FTP Service

The PMC File Transfer Protocol (FTP) Service supports usage of the PMC Article Datasets with the following services:

Bulk download

Available for: PMC Open Access Subset, Author Manuscript Dataset, and Historical OCR Dataset
Packages include: XML or plain text files packaged in compressed baseline and daily incremental packages with each baseline containing 100's of thousands of articles (Note: The Historical OCR Dataset is only available in plain text format.)

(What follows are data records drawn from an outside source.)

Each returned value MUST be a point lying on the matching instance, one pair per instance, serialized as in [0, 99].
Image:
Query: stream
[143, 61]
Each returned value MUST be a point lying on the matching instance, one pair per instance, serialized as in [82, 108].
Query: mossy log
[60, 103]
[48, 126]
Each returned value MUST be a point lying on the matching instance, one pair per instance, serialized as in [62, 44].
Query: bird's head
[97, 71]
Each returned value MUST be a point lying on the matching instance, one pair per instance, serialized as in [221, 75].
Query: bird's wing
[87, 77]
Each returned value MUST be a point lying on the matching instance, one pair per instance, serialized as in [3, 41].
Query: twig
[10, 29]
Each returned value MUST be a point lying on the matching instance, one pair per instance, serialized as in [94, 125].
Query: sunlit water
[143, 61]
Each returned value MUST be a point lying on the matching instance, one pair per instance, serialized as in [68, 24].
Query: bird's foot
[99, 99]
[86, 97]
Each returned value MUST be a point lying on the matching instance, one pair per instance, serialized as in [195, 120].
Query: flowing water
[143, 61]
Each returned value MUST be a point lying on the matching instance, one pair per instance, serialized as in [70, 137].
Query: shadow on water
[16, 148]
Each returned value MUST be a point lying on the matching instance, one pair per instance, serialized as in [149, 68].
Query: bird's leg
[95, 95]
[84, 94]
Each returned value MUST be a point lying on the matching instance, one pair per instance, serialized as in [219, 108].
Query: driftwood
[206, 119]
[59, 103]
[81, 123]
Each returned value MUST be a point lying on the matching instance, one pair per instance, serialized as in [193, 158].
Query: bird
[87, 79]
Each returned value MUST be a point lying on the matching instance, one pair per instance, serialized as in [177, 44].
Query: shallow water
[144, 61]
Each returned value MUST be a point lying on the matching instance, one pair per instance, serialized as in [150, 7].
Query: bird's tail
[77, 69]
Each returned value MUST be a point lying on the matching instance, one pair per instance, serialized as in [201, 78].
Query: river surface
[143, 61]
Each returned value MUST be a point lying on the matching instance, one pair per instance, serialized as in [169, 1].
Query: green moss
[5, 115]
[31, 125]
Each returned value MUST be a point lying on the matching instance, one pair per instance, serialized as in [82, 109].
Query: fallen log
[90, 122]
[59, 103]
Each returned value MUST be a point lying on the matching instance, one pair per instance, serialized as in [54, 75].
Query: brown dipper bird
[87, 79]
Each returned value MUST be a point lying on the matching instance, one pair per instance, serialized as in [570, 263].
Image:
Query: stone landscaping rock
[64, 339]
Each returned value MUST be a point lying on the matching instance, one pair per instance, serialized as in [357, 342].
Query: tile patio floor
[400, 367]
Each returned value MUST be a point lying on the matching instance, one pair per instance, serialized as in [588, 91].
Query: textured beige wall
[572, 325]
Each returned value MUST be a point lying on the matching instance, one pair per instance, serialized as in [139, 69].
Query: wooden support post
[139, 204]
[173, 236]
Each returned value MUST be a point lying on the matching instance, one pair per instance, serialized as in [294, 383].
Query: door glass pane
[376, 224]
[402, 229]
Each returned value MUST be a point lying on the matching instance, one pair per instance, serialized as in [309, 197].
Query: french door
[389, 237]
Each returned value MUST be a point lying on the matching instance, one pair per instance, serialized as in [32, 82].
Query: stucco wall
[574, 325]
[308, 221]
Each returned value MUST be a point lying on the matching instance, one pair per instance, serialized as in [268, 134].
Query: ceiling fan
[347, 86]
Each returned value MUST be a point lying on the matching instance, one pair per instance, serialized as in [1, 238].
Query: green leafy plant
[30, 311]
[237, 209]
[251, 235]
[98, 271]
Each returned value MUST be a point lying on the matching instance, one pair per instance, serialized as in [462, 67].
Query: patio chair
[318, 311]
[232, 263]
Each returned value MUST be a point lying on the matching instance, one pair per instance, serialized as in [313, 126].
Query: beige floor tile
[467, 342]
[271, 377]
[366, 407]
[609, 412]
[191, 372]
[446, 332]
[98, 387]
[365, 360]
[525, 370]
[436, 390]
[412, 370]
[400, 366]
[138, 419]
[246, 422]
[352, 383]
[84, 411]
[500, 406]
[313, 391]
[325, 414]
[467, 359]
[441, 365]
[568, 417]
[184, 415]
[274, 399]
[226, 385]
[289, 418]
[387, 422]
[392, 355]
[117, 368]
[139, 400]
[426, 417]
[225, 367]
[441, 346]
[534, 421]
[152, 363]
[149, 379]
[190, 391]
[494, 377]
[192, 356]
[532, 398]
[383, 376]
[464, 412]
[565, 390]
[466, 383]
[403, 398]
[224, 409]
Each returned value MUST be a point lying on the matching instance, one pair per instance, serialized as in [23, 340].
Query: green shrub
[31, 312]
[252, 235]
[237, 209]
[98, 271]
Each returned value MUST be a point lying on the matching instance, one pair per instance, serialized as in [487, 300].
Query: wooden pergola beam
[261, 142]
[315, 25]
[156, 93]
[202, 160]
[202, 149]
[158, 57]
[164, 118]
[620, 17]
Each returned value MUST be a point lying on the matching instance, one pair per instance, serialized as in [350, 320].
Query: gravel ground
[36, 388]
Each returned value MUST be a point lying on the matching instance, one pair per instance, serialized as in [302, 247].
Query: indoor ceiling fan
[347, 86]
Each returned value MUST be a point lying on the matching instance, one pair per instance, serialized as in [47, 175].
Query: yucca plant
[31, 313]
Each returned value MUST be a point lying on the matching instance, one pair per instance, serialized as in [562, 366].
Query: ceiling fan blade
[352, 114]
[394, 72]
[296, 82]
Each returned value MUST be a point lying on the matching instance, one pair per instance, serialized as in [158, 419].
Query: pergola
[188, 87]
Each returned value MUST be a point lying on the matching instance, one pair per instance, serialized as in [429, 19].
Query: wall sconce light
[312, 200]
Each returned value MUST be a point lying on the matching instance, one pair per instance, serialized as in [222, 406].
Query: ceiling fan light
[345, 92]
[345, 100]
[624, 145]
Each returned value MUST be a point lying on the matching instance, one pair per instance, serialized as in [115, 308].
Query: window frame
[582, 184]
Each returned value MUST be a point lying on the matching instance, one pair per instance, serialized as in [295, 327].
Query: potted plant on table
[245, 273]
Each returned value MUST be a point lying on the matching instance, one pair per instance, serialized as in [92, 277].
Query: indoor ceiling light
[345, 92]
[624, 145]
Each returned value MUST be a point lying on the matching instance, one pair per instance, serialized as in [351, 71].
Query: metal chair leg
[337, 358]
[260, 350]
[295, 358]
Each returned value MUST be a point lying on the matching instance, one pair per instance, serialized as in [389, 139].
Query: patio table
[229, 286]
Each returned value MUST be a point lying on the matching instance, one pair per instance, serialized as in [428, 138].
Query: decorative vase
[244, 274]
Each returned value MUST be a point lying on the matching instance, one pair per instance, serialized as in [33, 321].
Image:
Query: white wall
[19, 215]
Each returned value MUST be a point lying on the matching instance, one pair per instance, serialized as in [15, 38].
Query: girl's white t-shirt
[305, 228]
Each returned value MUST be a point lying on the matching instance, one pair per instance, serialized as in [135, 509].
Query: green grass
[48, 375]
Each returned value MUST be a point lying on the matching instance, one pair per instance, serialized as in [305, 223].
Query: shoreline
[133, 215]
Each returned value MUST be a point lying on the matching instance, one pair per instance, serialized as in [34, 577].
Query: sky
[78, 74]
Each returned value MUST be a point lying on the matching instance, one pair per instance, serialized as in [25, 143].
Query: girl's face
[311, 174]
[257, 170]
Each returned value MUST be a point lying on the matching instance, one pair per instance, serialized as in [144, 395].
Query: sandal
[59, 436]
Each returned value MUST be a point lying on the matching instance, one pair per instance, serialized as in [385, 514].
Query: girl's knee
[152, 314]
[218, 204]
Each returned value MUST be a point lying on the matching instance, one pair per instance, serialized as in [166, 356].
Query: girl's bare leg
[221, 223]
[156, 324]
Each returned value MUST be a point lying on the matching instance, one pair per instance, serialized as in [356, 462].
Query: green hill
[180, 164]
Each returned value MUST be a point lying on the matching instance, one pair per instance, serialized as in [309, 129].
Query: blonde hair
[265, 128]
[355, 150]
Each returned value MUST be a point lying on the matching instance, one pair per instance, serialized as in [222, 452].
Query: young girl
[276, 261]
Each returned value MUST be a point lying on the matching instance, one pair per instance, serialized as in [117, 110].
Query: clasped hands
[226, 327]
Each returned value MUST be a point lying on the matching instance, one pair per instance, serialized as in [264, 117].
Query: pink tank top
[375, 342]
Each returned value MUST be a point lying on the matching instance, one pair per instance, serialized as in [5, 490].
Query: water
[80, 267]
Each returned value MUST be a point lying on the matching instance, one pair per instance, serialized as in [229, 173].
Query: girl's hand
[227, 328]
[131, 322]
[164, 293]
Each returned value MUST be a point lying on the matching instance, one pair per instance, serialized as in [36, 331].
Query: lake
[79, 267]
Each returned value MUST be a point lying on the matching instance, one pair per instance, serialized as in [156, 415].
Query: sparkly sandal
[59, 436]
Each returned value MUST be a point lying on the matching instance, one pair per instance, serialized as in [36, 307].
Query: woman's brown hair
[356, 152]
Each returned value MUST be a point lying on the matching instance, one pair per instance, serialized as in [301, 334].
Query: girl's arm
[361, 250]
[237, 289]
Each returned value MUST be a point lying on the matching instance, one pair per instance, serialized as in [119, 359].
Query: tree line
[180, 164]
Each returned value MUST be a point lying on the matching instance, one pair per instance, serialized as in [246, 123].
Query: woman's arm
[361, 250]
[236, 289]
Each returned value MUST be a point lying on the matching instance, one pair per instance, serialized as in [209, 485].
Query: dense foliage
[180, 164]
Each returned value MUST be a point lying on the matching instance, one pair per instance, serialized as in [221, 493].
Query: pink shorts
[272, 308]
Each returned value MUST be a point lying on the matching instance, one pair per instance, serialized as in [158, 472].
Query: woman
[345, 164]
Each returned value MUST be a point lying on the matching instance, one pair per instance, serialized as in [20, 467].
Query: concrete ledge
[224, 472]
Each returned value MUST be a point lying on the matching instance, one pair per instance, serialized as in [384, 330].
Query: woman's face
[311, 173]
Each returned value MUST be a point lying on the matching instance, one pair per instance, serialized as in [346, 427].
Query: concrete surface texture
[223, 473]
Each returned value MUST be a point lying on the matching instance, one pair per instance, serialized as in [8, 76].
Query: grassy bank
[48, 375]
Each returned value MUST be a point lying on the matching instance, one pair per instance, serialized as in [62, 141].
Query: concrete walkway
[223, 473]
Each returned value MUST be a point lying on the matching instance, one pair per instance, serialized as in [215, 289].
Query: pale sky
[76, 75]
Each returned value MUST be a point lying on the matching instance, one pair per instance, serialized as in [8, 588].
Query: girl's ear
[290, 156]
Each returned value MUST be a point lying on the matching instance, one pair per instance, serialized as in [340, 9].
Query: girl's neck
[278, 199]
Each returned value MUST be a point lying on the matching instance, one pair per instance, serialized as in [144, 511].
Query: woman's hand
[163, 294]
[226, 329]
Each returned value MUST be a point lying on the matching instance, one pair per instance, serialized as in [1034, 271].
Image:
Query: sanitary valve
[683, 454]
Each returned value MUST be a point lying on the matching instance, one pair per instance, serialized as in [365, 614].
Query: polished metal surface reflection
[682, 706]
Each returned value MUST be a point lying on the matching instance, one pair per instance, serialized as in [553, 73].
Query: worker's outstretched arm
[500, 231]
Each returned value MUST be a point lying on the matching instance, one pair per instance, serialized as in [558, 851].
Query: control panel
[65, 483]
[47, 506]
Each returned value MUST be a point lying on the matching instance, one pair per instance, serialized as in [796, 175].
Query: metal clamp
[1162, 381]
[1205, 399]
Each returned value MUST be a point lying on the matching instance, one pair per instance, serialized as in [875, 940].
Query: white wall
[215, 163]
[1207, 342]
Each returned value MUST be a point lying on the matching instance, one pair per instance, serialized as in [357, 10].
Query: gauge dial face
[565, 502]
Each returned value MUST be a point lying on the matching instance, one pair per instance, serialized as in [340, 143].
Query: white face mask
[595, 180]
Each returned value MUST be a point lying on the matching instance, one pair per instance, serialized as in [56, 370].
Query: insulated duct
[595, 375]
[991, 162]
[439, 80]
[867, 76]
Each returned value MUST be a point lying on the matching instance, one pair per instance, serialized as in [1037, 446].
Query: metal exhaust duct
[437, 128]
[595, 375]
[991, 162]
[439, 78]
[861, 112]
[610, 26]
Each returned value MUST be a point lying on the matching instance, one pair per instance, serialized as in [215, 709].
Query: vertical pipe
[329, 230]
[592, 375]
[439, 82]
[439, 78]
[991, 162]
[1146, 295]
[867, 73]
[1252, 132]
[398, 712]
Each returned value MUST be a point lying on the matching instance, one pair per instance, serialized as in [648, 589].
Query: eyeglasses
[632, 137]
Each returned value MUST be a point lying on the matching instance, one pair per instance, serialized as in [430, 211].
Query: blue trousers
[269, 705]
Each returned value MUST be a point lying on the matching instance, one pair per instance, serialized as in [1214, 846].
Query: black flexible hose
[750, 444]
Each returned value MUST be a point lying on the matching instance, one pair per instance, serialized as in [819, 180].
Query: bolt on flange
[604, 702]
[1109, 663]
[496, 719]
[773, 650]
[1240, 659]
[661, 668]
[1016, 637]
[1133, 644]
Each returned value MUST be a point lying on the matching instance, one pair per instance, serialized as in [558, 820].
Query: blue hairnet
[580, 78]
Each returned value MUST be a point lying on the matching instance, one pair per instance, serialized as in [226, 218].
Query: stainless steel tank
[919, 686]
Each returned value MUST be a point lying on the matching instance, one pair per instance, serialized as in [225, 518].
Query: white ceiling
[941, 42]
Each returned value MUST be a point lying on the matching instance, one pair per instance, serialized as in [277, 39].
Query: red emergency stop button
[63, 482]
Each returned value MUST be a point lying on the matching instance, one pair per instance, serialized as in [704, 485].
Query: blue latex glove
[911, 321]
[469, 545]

Individual article download

Available for: PMC Open Access Subset only
Packages include: XML, PDF (if present), media files, and supplementary materials for a single article

PDF download

Available for: PMC Open Access Subset only
Individual PDFs of articles: only available for non-commercial use licensed articles

PMC ID Cross-referencing

Cross reference any PMC article ID with identifiers such as PubMed IDs, DOIs, and Author Manuscript IDs
File: PMC-ids.csv.gz, a file in the top-level FTP directory

Base FTP URL: https://ftp.ncbi.nlm.nih.gov/pub/pmc

*Tip* If you are having difficulties with FTP, please consider trying the HTTPS protocol instead, e.g. [https://ftp.ncbi.nlm.nih.gov/pub/pmc/oa_bulk/oa_comm/xml/oa_comm_xml.incr.2021-09-17.filelist.csv. NCBI also supports secure FTP via SFTP.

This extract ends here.